Big differential pressure when opening sleeve

[kennni]

Big differential pressure when opening "sleeve"

Hi

If you have a "sleeve" that is covering a hole (or multiple holes) , and this sleeve is just sliding over the holes , acting as a lid. If the differential pressure is 8-9000 Psi , is there any way to calculate the force needed to open the sleeve ? The fluid can be water or oil or gas.

And are there any suggestions on how to minimize the force needed to drag the sleeve to get it open ( even out the pressure ). I would think the sleeve will experience a fluid "lock" of some sort , just before the fluid enters and equallizes.

Would it help to have a REALLY small hole in the beginning ? or grooves

The "holes" are 0,4inch diameter and there are 24 of them.

Thx

 

[tasp77]

If I understand the inquiry properly, if the holes covered by the sleeve are symmetrically arranged, and the sleeve is strong enough to not distort sufficiently to bind the device due to the pressure, the force needed is small.

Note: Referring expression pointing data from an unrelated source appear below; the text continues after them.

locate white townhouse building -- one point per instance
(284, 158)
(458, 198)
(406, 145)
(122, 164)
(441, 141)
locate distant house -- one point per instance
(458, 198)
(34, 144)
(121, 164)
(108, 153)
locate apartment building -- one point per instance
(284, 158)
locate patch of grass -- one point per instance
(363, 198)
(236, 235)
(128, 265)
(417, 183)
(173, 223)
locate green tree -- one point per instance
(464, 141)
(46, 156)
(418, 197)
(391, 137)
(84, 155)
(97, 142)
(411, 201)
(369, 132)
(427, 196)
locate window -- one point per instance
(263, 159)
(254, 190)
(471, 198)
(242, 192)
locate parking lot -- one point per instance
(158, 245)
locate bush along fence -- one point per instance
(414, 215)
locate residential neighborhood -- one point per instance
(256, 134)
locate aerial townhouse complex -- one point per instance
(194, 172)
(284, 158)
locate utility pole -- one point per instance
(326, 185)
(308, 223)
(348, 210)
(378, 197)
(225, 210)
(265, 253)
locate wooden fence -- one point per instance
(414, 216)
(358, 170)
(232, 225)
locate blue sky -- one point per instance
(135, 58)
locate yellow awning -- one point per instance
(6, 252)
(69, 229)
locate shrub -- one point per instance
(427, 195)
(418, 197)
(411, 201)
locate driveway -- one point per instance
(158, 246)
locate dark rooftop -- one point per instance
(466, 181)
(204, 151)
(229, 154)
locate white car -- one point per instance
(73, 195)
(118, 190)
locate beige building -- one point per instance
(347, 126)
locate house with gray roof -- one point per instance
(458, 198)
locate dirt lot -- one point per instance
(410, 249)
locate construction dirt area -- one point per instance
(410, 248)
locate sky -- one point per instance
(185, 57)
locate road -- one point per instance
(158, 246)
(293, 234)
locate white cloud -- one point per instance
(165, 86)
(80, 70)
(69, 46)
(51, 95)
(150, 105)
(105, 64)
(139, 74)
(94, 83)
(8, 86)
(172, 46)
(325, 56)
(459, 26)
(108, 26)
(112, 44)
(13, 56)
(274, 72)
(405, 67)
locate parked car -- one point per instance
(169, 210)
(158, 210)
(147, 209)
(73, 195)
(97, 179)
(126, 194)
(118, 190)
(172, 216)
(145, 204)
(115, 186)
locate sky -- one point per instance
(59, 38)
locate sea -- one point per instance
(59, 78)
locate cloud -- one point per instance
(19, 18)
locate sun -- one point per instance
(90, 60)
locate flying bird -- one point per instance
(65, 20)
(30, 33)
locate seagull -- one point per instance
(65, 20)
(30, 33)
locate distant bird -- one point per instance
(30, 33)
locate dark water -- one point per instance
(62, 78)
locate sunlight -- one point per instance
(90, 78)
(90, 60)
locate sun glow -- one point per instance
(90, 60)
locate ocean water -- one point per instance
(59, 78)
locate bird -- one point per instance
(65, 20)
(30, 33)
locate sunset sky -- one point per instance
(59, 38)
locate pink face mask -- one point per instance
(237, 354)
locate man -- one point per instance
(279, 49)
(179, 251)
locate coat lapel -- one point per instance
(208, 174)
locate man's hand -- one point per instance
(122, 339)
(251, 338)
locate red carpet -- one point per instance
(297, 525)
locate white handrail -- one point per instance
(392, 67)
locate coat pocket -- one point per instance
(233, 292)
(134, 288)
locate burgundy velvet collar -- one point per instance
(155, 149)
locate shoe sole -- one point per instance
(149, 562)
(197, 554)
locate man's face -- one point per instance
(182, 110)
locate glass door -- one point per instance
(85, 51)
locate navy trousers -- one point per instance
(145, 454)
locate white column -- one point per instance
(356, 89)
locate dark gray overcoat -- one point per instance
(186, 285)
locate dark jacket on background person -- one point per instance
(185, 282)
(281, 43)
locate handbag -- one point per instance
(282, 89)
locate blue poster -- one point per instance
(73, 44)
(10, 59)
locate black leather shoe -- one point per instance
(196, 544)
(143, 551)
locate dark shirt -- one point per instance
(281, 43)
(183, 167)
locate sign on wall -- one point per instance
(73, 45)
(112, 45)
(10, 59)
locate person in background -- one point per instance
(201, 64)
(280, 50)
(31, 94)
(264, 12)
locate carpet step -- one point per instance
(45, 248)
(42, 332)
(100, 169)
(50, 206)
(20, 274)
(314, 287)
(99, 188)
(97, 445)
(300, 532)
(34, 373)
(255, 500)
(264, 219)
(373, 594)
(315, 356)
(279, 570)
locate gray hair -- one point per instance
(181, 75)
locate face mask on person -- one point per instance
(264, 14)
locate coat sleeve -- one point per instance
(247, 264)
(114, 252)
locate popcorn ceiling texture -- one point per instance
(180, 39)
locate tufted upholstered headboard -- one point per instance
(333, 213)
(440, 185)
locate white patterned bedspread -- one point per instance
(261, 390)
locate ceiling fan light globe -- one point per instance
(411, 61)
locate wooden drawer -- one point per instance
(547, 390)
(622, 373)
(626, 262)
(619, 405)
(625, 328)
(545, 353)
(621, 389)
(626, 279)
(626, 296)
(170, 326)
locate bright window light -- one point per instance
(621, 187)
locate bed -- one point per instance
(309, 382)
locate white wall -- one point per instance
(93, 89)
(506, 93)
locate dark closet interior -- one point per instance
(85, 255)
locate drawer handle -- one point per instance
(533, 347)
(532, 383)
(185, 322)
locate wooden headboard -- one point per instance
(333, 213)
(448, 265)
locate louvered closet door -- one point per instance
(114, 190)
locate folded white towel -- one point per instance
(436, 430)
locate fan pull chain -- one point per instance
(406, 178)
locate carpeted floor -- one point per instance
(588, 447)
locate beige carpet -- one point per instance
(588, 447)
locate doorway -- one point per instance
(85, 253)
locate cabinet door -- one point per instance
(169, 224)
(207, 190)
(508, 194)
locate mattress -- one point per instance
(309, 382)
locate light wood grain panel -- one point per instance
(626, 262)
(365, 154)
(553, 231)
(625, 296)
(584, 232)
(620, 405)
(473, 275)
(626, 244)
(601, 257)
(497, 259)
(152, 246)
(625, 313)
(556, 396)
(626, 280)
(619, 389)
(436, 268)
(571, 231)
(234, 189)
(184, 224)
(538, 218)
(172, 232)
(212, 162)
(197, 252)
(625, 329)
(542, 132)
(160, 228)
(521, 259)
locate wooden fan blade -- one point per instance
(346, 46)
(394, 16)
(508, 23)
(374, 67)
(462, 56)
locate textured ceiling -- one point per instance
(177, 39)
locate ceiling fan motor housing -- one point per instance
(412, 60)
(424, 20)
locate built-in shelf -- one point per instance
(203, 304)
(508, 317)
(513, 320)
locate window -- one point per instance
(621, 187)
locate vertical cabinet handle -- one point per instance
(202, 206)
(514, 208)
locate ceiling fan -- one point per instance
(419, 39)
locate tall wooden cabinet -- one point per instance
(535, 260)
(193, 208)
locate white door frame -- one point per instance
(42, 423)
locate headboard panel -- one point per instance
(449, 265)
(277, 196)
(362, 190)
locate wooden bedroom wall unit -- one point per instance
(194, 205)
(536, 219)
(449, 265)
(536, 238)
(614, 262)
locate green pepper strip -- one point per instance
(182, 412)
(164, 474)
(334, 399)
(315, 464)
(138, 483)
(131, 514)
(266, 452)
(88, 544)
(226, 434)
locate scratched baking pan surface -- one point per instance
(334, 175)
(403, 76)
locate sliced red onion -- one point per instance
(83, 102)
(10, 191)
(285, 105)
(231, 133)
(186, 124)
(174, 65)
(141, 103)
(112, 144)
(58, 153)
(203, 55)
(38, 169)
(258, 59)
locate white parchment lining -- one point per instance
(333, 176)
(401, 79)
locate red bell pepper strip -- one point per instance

You have something that is 'kinda' the reverse of the hydraulic controls for a backhoe. On those machines, a machined rod with various indentations, slides through a cast block of iron with internal passages to achieve various internal connections as the rod is moved in and out. Those backhoe controls can be directly operated by a human operator, and as I recall, they have springs added so they 'center' themselves when not pushed or pulled. Some have 'detents' to lock them in an activated position. These controls can also be activated by electric solenoids, compressed air, smaller hydraulic controls, etc.

The forces involved are quite low and these devices are commonplace. Enormous amounts of power can controlled by these devices, a large piece of construction equipment might be pumping 200 gallons (or more) of hydraulic fluid at 3000 PSI per minute. IIRC, 15 GPM at 3000 PSI takes 30 HP.

 

[AlephZero]

One important thing is the pattern of the holes.

Your 24 holes have a total area of abut 3 sq in. If you have a cylindrical pipe with a cylindrical sleeve, and all the holes are lined up on one side of the pipe, the fluid will extert a total force of about 8000 x 3 = 24000 lb (11 tons) pushing the sleeve sideways in one direction. That will be balanced by the contact force between the opposite side of the sleeve and the pipe.

For that (bad) design, you would have to overcome the friction between the pipe and the sleeve, which might be 1 ton or more.

On the other hand, the holes are arranged in a symmetrical pattern around the circumference of the pipe, and they are uncovered in a symmetrical way as the sleeve operates, the reultant force on the sleeve from the fluid pressure will always be close to zero, so the force required to move the sleeve will be small.